Tengah Periode

Tengah Periode

--

Oleh: Dahlan Iskan

ANDA sudah tahu: setiap dua tahun ada pemilihan anggota DPR di Amerika.

Maka menjadi presiden Amerika itu tidak mudah. Ia/dia sudah diuji kinerjanya/nyi di pertengahan masa jabatannya/nyi yang 4 tahun.

Kalau dua tahun pertama mengecewakan, presiden tersebut sudah bisa ''dihukum'' di tengah jalan.

Presiden Joe Biden pun menerima ''hukuman'' itu. Di pemilu legislatif 8 November kemarin, Partai Demokrat kehilangan mayoritas di DPR (House of Representative).

Hasil akhir pileg itu belum keluar, tapi sudah pasti perolehan kursi Demokrat ketinggalan dari Republik. Dari 430 kursi yang diperebutkan, Republik sudah mendapat 210 kursi. Demokrat baru 197. Sisa yang belum selesai justru banyak dari Dapil yang biasanya dimenangkan Republik.

Maka tidak mudah lagi bagi Biden untuk melaksanakan semua keinginannya. Terutama dalam hal anggaran. Biden harus menikmati setengah sisa masa jabatannya dengan kerja yang lebih keras. Terutama bagaimana harus melobi anggota DPR dari partai sebelah. Juga kalau Biden masih ingin maju lagi sebagai Capres 2024 di usianya nanti yang 81 tahun.

Maka mulai Januari depan Nancy Pelosi harus lengser dari jabatan ketua DPR. Nancy sebenarnya menang dalam perebutan kursi DPR di Dapil California. Tapi Demokrat kehilangan lebih dari 20 kursi. Termasuk di daerah tradisional Demokrat seperti New York.

Drama Nancy di Taiwan yang lalu ternyata tidak bisa mengatrol suara Demokrat. Teror yang dialami suaminyi di rumahnyi di San Francisco –hanya seminggu sebelum Pileg– juga tidak membawa dampak suara.

Maka Biden harus menerima ''hukuman'' itu. Harga BBM memang melambung tinggi di masa kepresidenannya. Jauh melampaui rekor siapa pun. Inflasi tidak terkendali. Suku bunga harus dinaikkan.

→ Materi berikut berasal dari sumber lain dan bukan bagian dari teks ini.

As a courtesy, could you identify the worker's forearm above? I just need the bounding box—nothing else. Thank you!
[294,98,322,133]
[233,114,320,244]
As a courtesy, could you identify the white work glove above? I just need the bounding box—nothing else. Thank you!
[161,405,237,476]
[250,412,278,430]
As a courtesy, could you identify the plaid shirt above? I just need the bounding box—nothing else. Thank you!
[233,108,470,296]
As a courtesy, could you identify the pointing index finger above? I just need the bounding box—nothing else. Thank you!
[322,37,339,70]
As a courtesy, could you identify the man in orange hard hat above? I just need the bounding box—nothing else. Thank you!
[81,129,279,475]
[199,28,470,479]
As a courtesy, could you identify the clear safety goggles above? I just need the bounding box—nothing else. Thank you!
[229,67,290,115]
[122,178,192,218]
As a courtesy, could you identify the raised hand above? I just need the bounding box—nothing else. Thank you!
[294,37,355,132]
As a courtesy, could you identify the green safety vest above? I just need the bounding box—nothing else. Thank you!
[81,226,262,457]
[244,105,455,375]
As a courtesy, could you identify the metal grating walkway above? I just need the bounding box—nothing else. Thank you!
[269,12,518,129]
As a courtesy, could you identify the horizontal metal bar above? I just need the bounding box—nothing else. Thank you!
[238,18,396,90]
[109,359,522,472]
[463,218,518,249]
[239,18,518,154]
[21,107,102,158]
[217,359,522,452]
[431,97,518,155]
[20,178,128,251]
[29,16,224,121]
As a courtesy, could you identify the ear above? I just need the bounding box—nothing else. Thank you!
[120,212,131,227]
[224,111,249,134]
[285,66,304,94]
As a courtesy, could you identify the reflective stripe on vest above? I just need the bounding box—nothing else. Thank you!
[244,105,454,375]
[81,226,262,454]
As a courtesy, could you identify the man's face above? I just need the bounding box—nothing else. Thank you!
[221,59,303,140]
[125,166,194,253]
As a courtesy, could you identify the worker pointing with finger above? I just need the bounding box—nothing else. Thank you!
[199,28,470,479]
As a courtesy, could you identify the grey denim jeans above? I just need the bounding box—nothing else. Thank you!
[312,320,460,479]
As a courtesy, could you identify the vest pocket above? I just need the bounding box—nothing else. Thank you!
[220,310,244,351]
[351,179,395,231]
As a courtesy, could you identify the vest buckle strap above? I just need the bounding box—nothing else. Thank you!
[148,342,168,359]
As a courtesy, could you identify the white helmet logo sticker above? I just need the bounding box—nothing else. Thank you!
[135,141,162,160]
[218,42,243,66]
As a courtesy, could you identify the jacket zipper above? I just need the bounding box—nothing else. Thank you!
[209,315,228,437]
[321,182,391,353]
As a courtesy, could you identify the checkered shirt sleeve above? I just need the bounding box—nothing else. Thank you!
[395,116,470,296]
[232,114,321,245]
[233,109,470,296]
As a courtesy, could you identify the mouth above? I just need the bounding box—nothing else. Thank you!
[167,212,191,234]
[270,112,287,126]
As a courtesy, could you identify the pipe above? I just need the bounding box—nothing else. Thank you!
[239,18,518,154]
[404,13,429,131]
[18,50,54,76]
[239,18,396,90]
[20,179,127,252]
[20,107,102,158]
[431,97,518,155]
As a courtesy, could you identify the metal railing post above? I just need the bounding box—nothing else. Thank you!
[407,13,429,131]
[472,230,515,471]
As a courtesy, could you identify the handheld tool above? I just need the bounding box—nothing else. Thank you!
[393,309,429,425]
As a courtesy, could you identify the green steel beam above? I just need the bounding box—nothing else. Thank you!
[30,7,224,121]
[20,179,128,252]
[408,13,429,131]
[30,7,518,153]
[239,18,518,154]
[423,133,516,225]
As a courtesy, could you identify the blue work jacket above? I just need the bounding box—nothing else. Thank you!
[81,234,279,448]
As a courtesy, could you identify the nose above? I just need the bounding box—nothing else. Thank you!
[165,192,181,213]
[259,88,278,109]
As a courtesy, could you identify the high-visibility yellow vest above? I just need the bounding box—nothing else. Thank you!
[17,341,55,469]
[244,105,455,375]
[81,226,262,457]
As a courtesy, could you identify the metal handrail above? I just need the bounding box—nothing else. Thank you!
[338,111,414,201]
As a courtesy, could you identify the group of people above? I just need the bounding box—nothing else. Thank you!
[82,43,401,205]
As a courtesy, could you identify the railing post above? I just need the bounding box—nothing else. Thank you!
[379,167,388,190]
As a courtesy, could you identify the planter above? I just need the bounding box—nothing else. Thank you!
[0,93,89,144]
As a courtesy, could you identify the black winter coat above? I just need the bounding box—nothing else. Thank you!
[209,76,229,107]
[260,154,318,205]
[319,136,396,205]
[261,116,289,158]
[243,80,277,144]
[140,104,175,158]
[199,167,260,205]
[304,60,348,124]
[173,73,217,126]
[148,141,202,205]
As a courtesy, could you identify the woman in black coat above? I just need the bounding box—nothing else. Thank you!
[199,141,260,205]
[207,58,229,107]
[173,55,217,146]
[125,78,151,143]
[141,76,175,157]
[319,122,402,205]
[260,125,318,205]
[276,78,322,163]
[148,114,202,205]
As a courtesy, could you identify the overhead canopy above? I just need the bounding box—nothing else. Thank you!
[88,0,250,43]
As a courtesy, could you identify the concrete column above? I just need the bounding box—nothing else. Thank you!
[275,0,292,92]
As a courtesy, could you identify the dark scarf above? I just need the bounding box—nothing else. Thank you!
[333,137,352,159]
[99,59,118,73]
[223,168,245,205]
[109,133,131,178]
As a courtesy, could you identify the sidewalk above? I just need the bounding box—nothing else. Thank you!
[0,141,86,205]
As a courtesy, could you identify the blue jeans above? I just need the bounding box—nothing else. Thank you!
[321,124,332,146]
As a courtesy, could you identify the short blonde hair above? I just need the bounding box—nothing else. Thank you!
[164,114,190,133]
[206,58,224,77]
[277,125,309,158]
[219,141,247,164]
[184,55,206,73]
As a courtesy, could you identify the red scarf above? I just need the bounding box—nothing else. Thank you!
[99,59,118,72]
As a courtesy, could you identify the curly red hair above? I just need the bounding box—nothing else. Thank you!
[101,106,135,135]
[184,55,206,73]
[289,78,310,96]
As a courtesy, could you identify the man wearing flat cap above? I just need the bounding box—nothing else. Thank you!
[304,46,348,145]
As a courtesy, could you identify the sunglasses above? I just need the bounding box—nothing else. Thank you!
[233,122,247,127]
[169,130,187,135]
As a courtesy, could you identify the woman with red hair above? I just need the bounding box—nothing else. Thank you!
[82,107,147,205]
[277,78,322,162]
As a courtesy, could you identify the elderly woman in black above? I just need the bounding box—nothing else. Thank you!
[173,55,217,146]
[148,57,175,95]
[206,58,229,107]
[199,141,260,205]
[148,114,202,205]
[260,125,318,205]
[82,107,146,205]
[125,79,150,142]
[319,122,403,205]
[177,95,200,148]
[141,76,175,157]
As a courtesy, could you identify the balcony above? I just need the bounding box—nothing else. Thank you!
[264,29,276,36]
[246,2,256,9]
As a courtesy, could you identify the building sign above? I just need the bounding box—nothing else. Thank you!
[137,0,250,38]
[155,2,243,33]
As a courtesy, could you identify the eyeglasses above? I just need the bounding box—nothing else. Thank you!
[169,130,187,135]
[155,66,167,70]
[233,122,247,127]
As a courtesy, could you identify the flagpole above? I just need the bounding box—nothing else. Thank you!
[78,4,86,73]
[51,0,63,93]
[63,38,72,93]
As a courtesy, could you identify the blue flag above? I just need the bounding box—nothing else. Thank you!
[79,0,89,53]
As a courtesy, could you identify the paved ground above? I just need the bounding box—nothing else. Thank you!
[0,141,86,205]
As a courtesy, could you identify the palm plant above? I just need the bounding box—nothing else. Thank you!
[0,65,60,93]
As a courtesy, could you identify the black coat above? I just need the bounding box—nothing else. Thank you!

Sebenarnya itu salah Vladimir Putin. Yang menyerang Ukraina. Tapi rakyat tidak mau tahu. Rakyat nagih janji kampanye lebih cepat dari masa jabatannya.

Itulah demokrasi di Amerika.

Memang hasil Pileg di pertengahan masa jabatan presiden ini tidak sepenuhnya sebagai ''hukuman''. Rakyat Amerika sudah biasa bersikap seperti ini: tidak mau punya seorang presiden yang terlalu berkuasa. Maka ketika presidennya dari Demokrat rakyat menghendaki mayoritas DPR-nya dari partai yang kalah. Dari situ rakyat bisa mengontrol presiden lewat wakilnya.

Bukankah kekalahan Demokrat kali ini akibat gencarnya gerakan Presiden Donald Trump? Kelihatannya bukan. Banyak sekali caleg yang didukung mati-matian oleh Trump justru kalah. Misalnya Dokter Mahmet Oz di Pennsylvania. Dokter selebriti itu kalah lawan caleg Demokrat yang sudah kena stroke lima bulan lalu.

Tentu Biden sendiri tidak terlalu kaget. Di Amerika sudah biasa terjadi seperti itu. Ia juga menyatakan sudah siap melakukan berbagai kompromi dengan DPR yang dikuasai sebelah.